Ich persönlich finde es seltsam, dass in den klassischen Lachsländern (Norwegen, Schweden, Finnland, Island etc. ) die Lachse gerade dann gefangen werden, wenn sie zum Laichen aufsteigen und eigentlich gar nicht mehr fressen. Aber das kann natürlich auch daran liegen, dass man sonst der Lachse kaum habhaft werden kann, zumindest ohne Trolling-Ausrüstung.
Herzliche Grüße, 
Wolfgang aus Ismaning


----------



## DerSimon (20. Juni 2012)

*AW: Unterschiede bei der Schonzeit für Lachse*

Danke euch beiden für die Antwort!

Ich verstehe die Begründung, aber nicht den Sinn dahinter. Der Lachs ist als nur geschützt, wenn er in der Lachzeit ist. Außerhalb dieser kann er gefangen und entnommen werden. Dummerweise kommen diese Fische dann aber nicht mehr in die Lachzeit. Bei einem Fisch der unbedingt wieder angesiedelt werden soll, macht das für mich wenig Sinn.

Wie seht ihr das?

Viele Grüße


----------



## antonio (20. Juni 2012)

*AW: Unterschiede bei der Schonzeit für Lachse*



DerSimon schrieb:


> Danke euch beiden für die Antwort!
> 
> Ich verstehe die Begründung, aber nicht den Sinn dahinter. Der Lachs ist als nur geschützt, wenn er in der Lachzeit ist. Außerhalb dieser kann er gefangen und entnommen werden. Dummerweise kommen diese Fische dann aber nicht mehr in die Lachzeit. Bei einem Fisch der unbedingt wieder angesiedelt werden soll, macht das für mich wenig Sinn.
> 
> ...



dies ist bei allen anderen aber auch so, also könnte man alle schonzeiten abschaffen, nach deiner these.

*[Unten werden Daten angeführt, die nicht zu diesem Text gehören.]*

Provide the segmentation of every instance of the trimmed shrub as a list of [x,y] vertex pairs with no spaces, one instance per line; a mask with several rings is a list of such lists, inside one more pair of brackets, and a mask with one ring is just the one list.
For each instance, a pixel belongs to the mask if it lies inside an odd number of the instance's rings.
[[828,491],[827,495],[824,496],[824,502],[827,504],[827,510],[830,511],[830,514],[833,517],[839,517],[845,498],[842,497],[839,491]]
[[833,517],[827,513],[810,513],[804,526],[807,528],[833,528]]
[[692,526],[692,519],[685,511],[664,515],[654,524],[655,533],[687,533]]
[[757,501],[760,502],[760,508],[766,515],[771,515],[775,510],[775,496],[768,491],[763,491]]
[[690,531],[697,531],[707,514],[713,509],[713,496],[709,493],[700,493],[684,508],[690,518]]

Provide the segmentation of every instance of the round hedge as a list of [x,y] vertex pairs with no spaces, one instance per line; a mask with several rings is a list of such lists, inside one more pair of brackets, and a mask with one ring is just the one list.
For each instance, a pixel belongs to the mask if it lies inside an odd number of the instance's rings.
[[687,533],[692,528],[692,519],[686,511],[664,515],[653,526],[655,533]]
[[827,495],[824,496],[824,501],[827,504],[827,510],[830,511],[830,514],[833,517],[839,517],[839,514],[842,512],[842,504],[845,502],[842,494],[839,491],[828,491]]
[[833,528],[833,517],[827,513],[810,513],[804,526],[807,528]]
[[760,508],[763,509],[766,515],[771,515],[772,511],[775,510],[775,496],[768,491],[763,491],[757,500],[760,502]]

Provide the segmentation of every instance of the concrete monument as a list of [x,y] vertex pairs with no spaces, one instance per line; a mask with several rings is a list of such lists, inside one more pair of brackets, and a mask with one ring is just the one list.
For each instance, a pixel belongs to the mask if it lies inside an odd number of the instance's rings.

und wenn der lachs eben die flüsse raufzieht, dann steht er kurz vorm laichen und dann ist er eben geschützt.

antonio


----------



## LOCHI (20. Juni 2012)

*AW: Unterschiede bei der Schonzeit für Lachse*

Hallo, wenn ein Lachs gefangen wird nachdem er abgelaicht hat dann kommt seine Brut eben irgendwann in genau den selben Fluß zurück! Dewegen ist es schon begründet ihn in den Flüssen zu schonen. Ich kann auch nicht bestädigen das in Skandinavien die Lachsjagt beginnt wenn die Fische aufsteigen. Am 15.09. ist schluss mit der Süßwasserangelei auf Lachs in Fließgewässeren! Zwar sind da schon einige am aufsteigen und sind auch schon verfärbt aber was meist du wie krum dich Norweger anschauen wenn du einen solch verfärbten Kapitalen entnimmst und das vor Schonzeitbeginn! Sprech da aus erfahrung!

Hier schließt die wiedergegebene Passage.